2.4. Macrophage Association and Circulation Analysis of Polymersomes

Upon administration of nanoparticles into the bloodstream, a protein corona will form, eventually determining particle fate, for example, speed of elimination by macrophages. Opsonization, serum protein (opsonins) binding to nanoparticles and subsequent uptake by immune cells, such as macrophages, is a main elimination pathway for nanoparticles from the bloodstream.[13] Macrophage association/uptake has previously been shown to be a good predictor of circulation time, with high and fast uptake correlating with short circulation times.[10,11] We studied this correlation using the macrophage cell line RAW 264.7 and our polymersome library, choosing copolymers that formed stable polymersomes (see above) and only varied in the percentage of protein adsorption. Based on the FCS data (Figure 2c,d), we expected 6-65-6 polymersomes that bind high amounts of protein to undergo rapid uptake by macrophages (RAW 264.7 cell line), while 12-63-12 and 7-42-7 were expected to yield slower uptake. Widefield fluorescence microscopy of 6-65-6 polymersomes shows uptake in RAW cells (Figure 4a,b).

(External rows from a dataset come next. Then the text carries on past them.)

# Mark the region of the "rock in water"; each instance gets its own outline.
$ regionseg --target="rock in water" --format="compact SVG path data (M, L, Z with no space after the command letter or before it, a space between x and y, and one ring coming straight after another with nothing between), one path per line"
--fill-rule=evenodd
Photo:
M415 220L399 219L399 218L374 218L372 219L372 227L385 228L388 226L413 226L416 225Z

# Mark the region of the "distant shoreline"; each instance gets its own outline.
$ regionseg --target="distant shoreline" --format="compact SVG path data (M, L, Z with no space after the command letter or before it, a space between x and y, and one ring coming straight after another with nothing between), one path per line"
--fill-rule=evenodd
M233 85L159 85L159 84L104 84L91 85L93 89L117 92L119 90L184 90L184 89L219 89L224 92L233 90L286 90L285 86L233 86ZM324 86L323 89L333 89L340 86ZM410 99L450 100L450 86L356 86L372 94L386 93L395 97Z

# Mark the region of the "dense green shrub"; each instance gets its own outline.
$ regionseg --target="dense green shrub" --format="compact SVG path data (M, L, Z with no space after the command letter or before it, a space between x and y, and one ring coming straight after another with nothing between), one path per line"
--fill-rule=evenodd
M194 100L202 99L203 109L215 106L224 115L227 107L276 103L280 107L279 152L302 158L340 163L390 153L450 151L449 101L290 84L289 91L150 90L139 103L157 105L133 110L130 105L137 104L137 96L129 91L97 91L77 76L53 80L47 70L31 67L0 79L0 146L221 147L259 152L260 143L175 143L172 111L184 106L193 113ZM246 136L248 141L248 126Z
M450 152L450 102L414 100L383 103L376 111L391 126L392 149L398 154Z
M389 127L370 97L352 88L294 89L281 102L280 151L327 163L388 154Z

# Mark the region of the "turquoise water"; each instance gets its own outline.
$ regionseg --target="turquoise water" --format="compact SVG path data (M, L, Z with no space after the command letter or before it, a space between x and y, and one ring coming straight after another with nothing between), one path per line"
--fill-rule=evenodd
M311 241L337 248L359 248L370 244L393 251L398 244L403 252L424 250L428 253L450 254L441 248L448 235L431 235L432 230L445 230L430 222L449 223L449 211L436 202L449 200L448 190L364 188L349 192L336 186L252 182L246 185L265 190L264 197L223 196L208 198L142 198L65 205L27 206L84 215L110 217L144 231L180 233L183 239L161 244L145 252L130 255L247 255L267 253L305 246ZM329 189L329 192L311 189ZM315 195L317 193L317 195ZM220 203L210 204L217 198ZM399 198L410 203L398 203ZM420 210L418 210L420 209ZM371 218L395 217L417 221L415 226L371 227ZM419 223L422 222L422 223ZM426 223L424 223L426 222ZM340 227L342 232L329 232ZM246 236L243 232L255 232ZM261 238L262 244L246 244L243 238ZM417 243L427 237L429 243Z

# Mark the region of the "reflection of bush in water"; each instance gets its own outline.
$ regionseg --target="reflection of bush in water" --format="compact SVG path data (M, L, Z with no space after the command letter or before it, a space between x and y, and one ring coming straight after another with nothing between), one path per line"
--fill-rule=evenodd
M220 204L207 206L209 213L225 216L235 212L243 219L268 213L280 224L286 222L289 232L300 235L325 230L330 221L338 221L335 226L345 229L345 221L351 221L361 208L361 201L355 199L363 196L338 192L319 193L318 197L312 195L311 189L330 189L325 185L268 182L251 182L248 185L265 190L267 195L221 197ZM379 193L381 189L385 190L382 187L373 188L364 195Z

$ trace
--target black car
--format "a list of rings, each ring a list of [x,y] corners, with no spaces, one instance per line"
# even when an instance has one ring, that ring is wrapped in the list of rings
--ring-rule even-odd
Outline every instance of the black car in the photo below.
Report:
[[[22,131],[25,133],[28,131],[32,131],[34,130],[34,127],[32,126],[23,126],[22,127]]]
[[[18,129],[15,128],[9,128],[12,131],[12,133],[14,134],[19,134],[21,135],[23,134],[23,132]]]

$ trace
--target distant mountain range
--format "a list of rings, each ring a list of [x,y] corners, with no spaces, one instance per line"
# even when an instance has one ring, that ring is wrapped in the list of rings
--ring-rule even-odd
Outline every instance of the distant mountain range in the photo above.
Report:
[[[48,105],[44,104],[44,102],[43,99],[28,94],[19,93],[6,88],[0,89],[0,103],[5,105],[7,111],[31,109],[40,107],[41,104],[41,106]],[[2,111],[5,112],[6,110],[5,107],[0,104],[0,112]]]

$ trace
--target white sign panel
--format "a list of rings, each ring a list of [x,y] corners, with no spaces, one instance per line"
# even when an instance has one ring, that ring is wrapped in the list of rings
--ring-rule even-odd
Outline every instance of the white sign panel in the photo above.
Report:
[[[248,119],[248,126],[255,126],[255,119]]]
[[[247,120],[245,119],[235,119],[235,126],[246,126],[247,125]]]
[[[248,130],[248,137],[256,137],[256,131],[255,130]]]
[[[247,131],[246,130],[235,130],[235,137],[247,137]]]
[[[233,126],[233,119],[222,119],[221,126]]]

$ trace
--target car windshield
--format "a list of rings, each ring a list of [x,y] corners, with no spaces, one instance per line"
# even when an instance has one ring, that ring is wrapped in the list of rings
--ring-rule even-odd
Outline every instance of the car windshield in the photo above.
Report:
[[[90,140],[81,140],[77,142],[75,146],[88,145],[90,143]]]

Flow cytometry was next employed to quantify uptake in macrophages and to compare between different samples (Figure 4c,d and Figure S11, Supporting Information). This analysis revealed highest uptake for the 6-65-6 polymersomes as expected. When repeating the experiments with the copolymer blends, we found a clear trend of reduced uptake with increasing mole fraction of the long copolymer 21-65-21, which correlates with the FCS antifouling data (Figure 2d). The 50:50 (n21-65-21:n6-65-6) mixture provided the lowest uptake for all the samples studied. Example fluorescence images for uptake of 0:100 and 50:50 (n21-65-21:n6-65-6) polymersomes in RAW cells are shown in Figure S10, Supporting Information.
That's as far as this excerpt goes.